Zwei Jahre nach dem überragenden „Rise Of The Tyrant“ kehren die Schweden mit einem neuen Album zurück – Diese Aussage kann man allerdings nicht ohne Weiteres gelten lassen, denn im Grunde ist auf „The Root Of All Evil“ überhaupt nichts neu, denn sämtliche der vertretenen Songs waren schon auf den ersten drei ARCH ENEMY-Scheiben zu hören.

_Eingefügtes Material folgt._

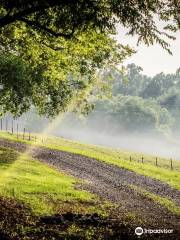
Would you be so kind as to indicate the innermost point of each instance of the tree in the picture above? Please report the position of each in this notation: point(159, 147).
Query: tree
point(57, 47)
point(66, 18)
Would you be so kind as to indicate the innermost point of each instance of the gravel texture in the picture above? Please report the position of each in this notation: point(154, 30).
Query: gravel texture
point(112, 183)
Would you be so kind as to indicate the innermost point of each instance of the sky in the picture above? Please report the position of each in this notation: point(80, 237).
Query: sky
point(153, 59)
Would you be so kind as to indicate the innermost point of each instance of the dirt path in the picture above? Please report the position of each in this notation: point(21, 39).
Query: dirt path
point(112, 183)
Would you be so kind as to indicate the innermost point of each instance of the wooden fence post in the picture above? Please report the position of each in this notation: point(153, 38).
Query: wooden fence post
point(12, 127)
point(17, 131)
point(171, 164)
point(6, 124)
point(156, 162)
point(24, 131)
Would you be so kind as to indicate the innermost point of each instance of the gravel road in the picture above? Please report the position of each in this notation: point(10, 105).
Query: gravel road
point(112, 183)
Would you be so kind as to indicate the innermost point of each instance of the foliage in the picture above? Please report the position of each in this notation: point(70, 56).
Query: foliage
point(59, 46)
point(68, 18)
point(51, 80)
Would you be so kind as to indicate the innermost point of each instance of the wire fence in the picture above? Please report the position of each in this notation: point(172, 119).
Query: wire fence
point(15, 128)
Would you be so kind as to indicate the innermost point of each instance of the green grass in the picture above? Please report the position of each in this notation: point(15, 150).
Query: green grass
point(116, 157)
point(165, 202)
point(36, 184)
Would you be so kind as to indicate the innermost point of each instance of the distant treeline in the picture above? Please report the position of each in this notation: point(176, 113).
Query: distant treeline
point(139, 103)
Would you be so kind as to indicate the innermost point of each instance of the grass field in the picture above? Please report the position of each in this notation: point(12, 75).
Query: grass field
point(47, 191)
point(120, 158)
point(37, 184)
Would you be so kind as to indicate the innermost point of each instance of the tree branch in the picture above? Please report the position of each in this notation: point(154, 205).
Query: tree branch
point(48, 30)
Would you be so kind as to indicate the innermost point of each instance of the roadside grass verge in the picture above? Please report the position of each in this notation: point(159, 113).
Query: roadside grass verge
point(165, 202)
point(37, 184)
point(114, 156)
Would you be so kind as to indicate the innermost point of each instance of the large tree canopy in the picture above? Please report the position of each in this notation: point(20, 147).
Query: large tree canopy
point(66, 18)
point(51, 51)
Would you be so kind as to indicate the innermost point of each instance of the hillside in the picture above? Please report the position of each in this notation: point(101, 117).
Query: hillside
point(95, 186)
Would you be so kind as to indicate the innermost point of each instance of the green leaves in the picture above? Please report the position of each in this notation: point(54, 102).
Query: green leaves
point(51, 79)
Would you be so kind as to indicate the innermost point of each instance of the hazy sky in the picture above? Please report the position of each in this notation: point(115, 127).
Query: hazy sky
point(152, 59)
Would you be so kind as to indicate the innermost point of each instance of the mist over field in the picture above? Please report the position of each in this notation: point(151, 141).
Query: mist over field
point(144, 143)
point(142, 115)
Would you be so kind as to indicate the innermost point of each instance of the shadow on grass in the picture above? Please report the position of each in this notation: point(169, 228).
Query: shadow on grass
point(17, 222)
point(7, 157)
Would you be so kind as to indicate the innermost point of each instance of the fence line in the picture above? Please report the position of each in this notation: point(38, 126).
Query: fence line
point(27, 135)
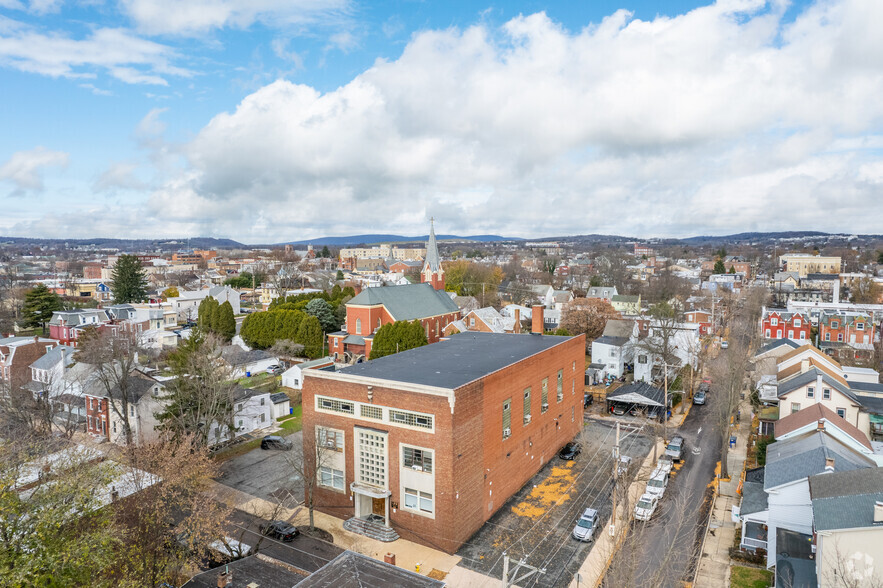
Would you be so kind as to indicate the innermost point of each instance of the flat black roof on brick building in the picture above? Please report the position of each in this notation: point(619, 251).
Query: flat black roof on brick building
point(463, 358)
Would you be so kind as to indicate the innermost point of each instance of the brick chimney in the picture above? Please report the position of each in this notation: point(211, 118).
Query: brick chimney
point(537, 324)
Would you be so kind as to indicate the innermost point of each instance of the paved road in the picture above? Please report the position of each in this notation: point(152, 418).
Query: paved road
point(662, 552)
point(266, 474)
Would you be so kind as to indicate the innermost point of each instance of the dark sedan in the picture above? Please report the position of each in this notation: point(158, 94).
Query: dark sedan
point(570, 451)
point(280, 530)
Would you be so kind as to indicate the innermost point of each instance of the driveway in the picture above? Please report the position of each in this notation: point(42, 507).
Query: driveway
point(266, 474)
point(537, 521)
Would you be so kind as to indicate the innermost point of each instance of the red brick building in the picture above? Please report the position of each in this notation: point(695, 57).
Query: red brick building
point(782, 324)
point(428, 444)
point(375, 307)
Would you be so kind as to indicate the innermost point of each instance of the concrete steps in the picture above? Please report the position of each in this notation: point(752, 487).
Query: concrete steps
point(369, 529)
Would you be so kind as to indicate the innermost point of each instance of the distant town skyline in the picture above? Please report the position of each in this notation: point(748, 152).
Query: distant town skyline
point(276, 121)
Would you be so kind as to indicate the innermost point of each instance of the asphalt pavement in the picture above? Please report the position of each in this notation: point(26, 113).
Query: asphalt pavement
point(666, 548)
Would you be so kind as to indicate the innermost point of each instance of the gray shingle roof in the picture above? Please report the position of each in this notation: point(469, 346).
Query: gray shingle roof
point(463, 358)
point(409, 302)
point(845, 500)
point(800, 457)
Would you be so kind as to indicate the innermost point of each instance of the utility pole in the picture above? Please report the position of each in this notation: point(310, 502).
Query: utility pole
point(530, 571)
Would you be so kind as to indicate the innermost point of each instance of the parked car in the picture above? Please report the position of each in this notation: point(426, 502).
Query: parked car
point(624, 465)
point(646, 506)
point(586, 525)
point(675, 448)
point(570, 451)
point(276, 442)
point(657, 483)
point(280, 530)
point(665, 463)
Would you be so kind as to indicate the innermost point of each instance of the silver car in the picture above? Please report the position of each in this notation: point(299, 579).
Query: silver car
point(585, 526)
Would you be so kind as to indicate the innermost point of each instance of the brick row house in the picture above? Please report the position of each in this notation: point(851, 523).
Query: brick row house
point(429, 443)
point(374, 307)
point(778, 323)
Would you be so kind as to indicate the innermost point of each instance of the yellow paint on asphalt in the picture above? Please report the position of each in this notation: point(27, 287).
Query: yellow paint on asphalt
point(547, 493)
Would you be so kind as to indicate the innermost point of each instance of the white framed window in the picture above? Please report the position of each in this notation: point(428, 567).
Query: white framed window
point(331, 439)
point(418, 500)
point(331, 478)
point(417, 459)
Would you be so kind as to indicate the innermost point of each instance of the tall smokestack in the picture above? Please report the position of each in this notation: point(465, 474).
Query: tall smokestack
point(536, 324)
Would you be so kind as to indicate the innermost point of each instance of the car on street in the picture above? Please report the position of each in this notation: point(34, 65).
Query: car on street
point(624, 465)
point(646, 506)
point(657, 483)
point(586, 525)
point(665, 463)
point(280, 530)
point(675, 448)
point(570, 451)
point(276, 442)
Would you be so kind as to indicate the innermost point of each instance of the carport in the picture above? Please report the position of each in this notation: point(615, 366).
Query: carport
point(638, 394)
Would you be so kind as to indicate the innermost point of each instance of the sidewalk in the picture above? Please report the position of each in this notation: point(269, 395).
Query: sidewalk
point(714, 562)
point(408, 554)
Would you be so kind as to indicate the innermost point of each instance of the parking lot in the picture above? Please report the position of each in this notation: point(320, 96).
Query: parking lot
point(266, 474)
point(536, 523)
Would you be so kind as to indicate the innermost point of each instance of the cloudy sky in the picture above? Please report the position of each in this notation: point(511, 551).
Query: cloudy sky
point(278, 120)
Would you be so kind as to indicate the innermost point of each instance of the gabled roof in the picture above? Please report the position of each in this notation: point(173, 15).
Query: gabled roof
point(406, 303)
point(815, 413)
point(793, 459)
point(845, 500)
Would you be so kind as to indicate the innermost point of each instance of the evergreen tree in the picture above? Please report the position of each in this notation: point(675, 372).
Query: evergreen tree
point(398, 336)
point(39, 305)
point(128, 280)
point(309, 334)
point(226, 327)
point(322, 311)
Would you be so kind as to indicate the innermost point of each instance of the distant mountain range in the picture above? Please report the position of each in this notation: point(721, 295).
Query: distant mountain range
point(372, 239)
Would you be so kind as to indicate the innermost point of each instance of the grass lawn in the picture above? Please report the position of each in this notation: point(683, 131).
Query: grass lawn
point(743, 577)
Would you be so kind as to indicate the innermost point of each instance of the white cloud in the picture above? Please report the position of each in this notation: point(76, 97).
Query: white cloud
point(201, 16)
point(118, 52)
point(723, 119)
point(25, 168)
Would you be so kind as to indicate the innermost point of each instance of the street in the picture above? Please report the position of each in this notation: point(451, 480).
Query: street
point(664, 551)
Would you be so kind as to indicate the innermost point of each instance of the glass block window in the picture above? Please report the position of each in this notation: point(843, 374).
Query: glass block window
point(372, 459)
point(417, 459)
point(372, 412)
point(336, 405)
point(410, 418)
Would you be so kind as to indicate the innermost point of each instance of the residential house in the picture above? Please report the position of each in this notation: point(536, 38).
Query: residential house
point(612, 348)
point(429, 443)
point(65, 326)
point(372, 308)
point(777, 323)
point(626, 305)
point(293, 377)
point(16, 356)
point(847, 509)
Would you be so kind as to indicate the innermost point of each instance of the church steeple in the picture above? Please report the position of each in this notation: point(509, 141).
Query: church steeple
point(432, 269)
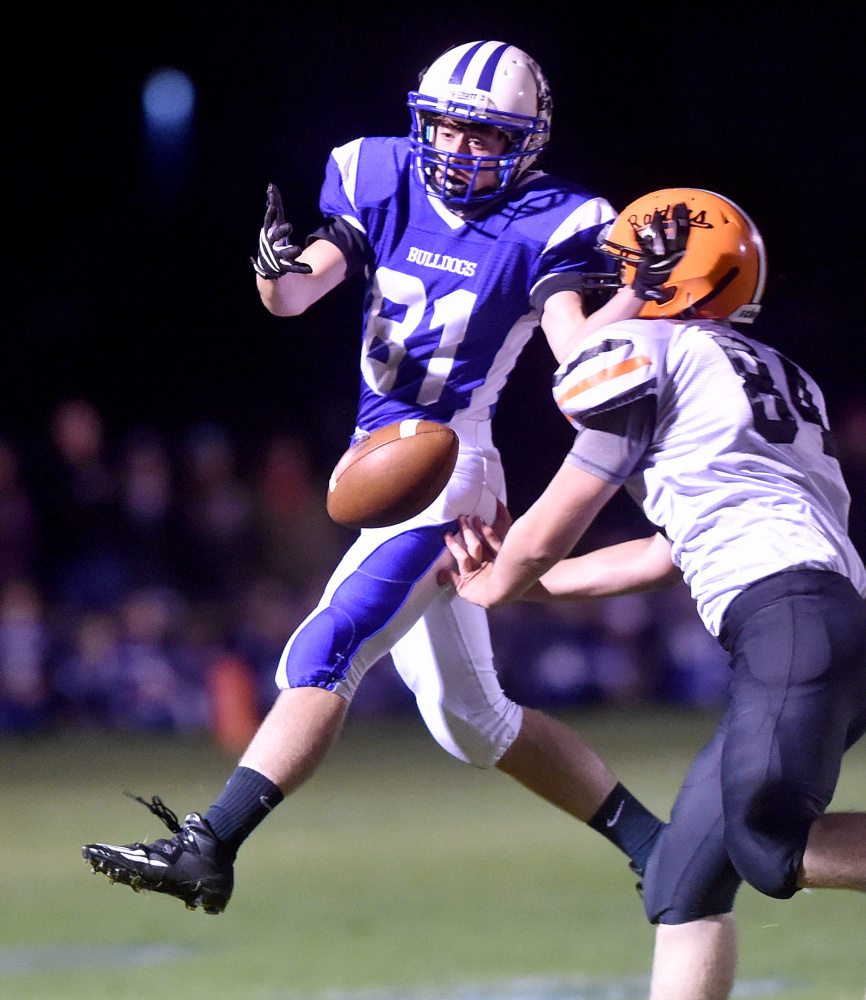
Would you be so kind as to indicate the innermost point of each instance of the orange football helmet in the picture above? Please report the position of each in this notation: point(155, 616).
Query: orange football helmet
point(723, 271)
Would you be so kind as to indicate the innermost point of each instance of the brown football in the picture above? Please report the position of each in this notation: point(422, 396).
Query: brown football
point(392, 474)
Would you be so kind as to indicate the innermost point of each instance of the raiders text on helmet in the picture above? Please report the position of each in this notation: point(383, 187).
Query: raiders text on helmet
point(723, 271)
point(480, 83)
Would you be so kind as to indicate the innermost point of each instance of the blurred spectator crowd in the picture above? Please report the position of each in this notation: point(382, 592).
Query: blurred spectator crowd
point(152, 586)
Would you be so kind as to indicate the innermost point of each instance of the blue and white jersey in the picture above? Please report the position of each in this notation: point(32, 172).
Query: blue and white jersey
point(449, 300)
point(723, 442)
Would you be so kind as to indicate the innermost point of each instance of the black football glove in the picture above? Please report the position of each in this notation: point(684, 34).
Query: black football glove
point(276, 255)
point(661, 251)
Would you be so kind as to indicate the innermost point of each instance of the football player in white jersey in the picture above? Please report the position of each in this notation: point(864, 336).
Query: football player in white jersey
point(466, 249)
point(724, 443)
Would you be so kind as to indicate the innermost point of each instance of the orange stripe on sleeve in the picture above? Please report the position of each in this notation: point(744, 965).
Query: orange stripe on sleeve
point(605, 375)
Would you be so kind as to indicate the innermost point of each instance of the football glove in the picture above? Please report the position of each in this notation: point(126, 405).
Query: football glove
point(277, 254)
point(661, 251)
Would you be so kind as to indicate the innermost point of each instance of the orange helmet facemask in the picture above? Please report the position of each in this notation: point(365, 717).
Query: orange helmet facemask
point(723, 271)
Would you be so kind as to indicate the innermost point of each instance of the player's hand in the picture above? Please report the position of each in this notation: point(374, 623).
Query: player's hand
point(277, 255)
point(662, 248)
point(474, 552)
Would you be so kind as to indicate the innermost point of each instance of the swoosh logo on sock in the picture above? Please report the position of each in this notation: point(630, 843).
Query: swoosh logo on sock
point(613, 820)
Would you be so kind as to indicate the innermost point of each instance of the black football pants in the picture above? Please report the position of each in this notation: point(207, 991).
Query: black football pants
point(797, 642)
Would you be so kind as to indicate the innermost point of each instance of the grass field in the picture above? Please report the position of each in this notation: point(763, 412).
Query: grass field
point(396, 873)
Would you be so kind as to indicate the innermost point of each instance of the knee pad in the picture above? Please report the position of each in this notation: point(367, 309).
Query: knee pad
point(688, 878)
point(476, 738)
point(368, 604)
point(766, 840)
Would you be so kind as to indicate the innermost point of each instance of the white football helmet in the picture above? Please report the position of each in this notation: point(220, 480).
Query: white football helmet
point(481, 83)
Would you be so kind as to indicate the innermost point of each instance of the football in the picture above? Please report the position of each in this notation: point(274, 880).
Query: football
point(392, 474)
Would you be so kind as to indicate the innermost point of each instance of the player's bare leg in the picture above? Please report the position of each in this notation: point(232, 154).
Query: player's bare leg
point(695, 961)
point(835, 855)
point(296, 735)
point(551, 760)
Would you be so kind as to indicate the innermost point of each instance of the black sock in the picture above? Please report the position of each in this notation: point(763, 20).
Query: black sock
point(629, 825)
point(244, 802)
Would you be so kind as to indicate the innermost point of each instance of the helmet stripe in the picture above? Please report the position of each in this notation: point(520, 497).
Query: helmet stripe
point(463, 64)
point(485, 80)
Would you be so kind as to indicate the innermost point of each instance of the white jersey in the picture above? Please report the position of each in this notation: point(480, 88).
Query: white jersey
point(722, 441)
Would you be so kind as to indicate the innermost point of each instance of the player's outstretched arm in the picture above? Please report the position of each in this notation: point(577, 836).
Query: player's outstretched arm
point(630, 567)
point(290, 278)
point(565, 325)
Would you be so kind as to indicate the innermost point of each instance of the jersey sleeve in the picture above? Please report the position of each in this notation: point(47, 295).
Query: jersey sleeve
point(572, 252)
point(344, 226)
point(349, 240)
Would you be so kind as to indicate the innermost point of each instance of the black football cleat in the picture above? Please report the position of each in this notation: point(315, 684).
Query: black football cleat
point(192, 865)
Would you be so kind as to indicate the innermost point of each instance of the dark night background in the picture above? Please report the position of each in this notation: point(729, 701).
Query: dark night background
point(131, 284)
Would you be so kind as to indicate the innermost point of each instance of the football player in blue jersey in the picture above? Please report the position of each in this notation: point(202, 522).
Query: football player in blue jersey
point(725, 444)
point(466, 248)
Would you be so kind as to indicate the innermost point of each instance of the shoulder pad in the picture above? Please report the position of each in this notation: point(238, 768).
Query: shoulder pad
point(605, 373)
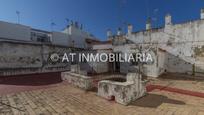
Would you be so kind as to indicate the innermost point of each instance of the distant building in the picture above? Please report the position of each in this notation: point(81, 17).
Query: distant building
point(72, 36)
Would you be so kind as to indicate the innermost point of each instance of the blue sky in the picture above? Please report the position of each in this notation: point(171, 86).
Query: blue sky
point(98, 15)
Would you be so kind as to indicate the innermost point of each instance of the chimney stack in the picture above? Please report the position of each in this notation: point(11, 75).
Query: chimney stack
point(148, 24)
point(130, 28)
point(119, 32)
point(109, 33)
point(168, 19)
point(202, 14)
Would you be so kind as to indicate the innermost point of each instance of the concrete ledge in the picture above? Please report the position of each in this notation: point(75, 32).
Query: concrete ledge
point(78, 80)
point(123, 92)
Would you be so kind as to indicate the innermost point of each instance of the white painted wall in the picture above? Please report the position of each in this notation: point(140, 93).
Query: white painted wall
point(14, 31)
point(59, 38)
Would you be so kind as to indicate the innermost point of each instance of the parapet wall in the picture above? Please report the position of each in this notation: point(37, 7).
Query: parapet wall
point(26, 58)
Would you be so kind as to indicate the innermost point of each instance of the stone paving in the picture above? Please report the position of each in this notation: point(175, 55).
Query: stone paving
point(68, 100)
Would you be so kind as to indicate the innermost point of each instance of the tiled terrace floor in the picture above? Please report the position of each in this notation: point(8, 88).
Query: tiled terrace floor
point(65, 99)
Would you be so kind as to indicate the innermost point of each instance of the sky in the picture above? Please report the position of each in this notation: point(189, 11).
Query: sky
point(98, 15)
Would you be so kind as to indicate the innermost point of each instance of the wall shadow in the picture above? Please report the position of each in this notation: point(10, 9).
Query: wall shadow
point(154, 100)
point(32, 79)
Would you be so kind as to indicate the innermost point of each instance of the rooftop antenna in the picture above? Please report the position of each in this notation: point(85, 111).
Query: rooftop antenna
point(155, 18)
point(147, 8)
point(18, 17)
point(67, 20)
point(52, 24)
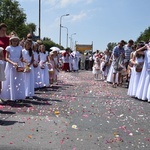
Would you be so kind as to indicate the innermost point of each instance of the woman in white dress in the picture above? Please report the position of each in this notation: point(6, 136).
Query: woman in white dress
point(28, 58)
point(138, 60)
point(13, 86)
point(43, 58)
point(96, 67)
point(36, 66)
point(143, 91)
point(110, 73)
point(2, 73)
point(56, 68)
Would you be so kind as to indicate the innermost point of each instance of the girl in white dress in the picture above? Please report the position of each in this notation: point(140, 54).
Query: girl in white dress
point(56, 61)
point(43, 58)
point(36, 66)
point(143, 91)
point(110, 72)
point(28, 59)
point(96, 68)
point(2, 74)
point(13, 86)
point(138, 59)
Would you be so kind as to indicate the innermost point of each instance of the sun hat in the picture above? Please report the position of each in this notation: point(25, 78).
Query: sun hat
point(14, 37)
point(1, 49)
point(55, 49)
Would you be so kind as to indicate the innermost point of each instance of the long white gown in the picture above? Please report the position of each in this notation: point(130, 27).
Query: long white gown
point(135, 77)
point(28, 76)
point(110, 75)
point(13, 86)
point(143, 91)
point(44, 72)
point(37, 78)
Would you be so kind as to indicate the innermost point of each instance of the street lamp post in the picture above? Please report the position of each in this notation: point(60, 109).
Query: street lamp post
point(71, 41)
point(39, 19)
point(60, 28)
point(67, 36)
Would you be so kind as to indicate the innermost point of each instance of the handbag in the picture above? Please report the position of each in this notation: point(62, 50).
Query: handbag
point(139, 67)
point(35, 64)
point(20, 69)
point(118, 65)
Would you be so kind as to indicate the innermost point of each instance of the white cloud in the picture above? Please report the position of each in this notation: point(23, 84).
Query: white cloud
point(79, 17)
point(65, 3)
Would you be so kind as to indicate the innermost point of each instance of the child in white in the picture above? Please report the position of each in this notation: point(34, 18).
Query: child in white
point(28, 59)
point(138, 59)
point(143, 91)
point(43, 58)
point(2, 74)
point(36, 66)
point(13, 86)
point(96, 67)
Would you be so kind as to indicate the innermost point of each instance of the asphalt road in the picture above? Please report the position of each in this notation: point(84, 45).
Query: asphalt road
point(77, 114)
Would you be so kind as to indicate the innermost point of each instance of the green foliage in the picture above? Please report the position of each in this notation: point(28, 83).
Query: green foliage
point(49, 43)
point(111, 45)
point(12, 15)
point(144, 36)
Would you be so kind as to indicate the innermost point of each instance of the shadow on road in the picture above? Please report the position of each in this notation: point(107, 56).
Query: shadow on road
point(8, 123)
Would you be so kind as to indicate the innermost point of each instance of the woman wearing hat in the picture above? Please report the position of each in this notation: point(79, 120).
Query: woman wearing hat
point(4, 39)
point(13, 87)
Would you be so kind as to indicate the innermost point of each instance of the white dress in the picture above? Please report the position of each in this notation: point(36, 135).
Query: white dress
point(134, 79)
point(13, 87)
point(44, 72)
point(110, 75)
point(2, 73)
point(28, 76)
point(37, 78)
point(97, 66)
point(143, 91)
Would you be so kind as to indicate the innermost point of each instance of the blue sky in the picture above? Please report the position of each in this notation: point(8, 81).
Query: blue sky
point(97, 21)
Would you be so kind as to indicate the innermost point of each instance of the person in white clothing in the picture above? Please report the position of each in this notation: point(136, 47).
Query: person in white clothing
point(144, 81)
point(76, 56)
point(28, 59)
point(2, 73)
point(43, 60)
point(13, 87)
point(36, 66)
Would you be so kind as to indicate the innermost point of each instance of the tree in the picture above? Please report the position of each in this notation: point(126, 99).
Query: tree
point(144, 36)
point(111, 45)
point(14, 17)
point(49, 43)
point(32, 27)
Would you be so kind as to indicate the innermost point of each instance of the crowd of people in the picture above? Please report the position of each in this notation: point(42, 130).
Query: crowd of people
point(25, 65)
point(126, 63)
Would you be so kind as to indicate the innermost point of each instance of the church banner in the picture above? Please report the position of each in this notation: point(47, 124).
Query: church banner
point(82, 47)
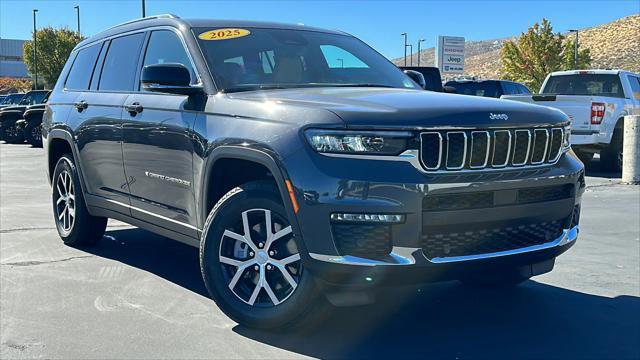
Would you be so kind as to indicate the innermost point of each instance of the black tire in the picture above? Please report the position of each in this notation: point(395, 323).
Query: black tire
point(611, 156)
point(33, 135)
point(81, 228)
point(585, 157)
point(227, 214)
point(498, 280)
point(10, 133)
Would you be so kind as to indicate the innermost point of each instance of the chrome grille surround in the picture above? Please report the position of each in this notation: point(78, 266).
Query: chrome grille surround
point(544, 146)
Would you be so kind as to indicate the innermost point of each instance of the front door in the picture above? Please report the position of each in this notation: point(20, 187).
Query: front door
point(158, 146)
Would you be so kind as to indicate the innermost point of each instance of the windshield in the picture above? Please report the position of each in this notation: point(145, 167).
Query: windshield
point(12, 99)
point(585, 84)
point(255, 58)
point(33, 98)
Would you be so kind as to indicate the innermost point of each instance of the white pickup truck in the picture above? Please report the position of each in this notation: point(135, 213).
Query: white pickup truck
point(596, 101)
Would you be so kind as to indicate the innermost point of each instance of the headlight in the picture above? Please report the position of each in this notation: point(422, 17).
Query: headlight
point(566, 141)
point(358, 142)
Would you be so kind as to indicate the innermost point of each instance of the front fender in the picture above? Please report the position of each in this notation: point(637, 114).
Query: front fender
point(259, 154)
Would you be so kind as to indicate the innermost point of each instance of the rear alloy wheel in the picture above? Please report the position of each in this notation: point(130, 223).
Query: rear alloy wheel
point(73, 222)
point(250, 259)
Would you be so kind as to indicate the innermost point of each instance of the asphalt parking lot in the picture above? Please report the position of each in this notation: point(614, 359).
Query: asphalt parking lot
point(139, 295)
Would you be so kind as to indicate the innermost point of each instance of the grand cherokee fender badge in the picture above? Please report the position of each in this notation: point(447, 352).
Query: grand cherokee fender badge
point(168, 178)
point(493, 116)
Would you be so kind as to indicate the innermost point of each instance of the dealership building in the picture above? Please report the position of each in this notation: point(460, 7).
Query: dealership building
point(11, 59)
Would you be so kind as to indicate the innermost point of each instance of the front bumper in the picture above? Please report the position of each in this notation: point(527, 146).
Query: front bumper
point(333, 185)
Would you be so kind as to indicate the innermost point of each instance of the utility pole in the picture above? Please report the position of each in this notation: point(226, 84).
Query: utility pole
point(77, 7)
point(575, 50)
point(405, 48)
point(35, 46)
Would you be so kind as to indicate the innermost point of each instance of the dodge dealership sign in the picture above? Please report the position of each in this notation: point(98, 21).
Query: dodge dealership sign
point(450, 54)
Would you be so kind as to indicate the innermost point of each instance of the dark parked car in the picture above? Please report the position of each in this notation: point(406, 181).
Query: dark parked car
point(303, 164)
point(30, 124)
point(487, 88)
point(10, 129)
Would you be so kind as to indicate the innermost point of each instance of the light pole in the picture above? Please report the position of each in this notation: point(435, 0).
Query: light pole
point(405, 48)
point(575, 50)
point(35, 46)
point(77, 7)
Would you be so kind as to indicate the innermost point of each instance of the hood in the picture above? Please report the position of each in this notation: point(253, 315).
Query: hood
point(18, 108)
point(411, 109)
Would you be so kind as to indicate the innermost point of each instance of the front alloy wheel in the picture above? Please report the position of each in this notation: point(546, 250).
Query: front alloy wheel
point(74, 223)
point(250, 259)
point(65, 202)
point(262, 266)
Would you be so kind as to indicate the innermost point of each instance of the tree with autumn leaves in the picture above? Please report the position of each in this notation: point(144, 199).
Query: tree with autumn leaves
point(538, 52)
point(53, 49)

Los geht’s mit dem namensgebenden Intro, welches sich auf sphärische Düsterklänge beschränkt, danach geht es mit „Beast Of Man“ in die Vollen. Da der Track ursprünglich auf dem zweiten Album „Stigmata“ zu finden war, zeigt sich hier sowohl, dass die einzelnen Songs weder in chronologischer oder sonstiger Reihenfolge stehen als auch, dass ARCH ENEMY bereits in ihren Anfangstagen ein Händchen für treibende Riffs und packende Gänsehautmelodien hatten. Wichtigste Neuerung auf „The Root Of All Evil“ ist der Gesang von Angela Gossow, da während der ursprünglichen Aufnahmen noch Johan Liiva hinter dem Mikro stand. Wer die Band unlängst live erleben konnte bzw. schon mal einen Blick auf „Tyrants Of The Rising Sun“ geworfen hat, weiß, dass die Dame auch älteres Material hervorragend interpretiert, wie etwa an „Dark Insanity“ und „Silverwing“ festzumachen ist. Die übrige Besetzung hat sich seit dem Debüt „Black Earth“ nicht verändert, aber sicher einiges dazu gelernt und leistet auch hier selbstverständlich ausgezeichnete Arbeit. Hinzu kommt die kraftvolle und definierte Produktion von Andy Sneap, die der CD den nötigen Druck verleiht – dank einer derart professionellen Aufmachung reihen sich die Stücke auf „The Root Of All Evil“ nahtlos in aktuelle Kompositionen der Band ein. Einzig das Instrumental „Demoniality“, welches sich auf rund anderthalb Minuten doomiges Schrubben düsterer Akkorde samt lächerlicher Grunzlaute beschränkt, fällt etwas aus dem Rahmen und wirft die Frage auf, wieso gerade dieses Stück eine Neueinspielung wert war. Ansonsten zeigt das durchgehend hochwertige Songmaterial, dass ARCH ENEMY ihrem Sound über die Jahre treu geblieben sind, ihn aber dennoch erfolgreich ausgebaut haben.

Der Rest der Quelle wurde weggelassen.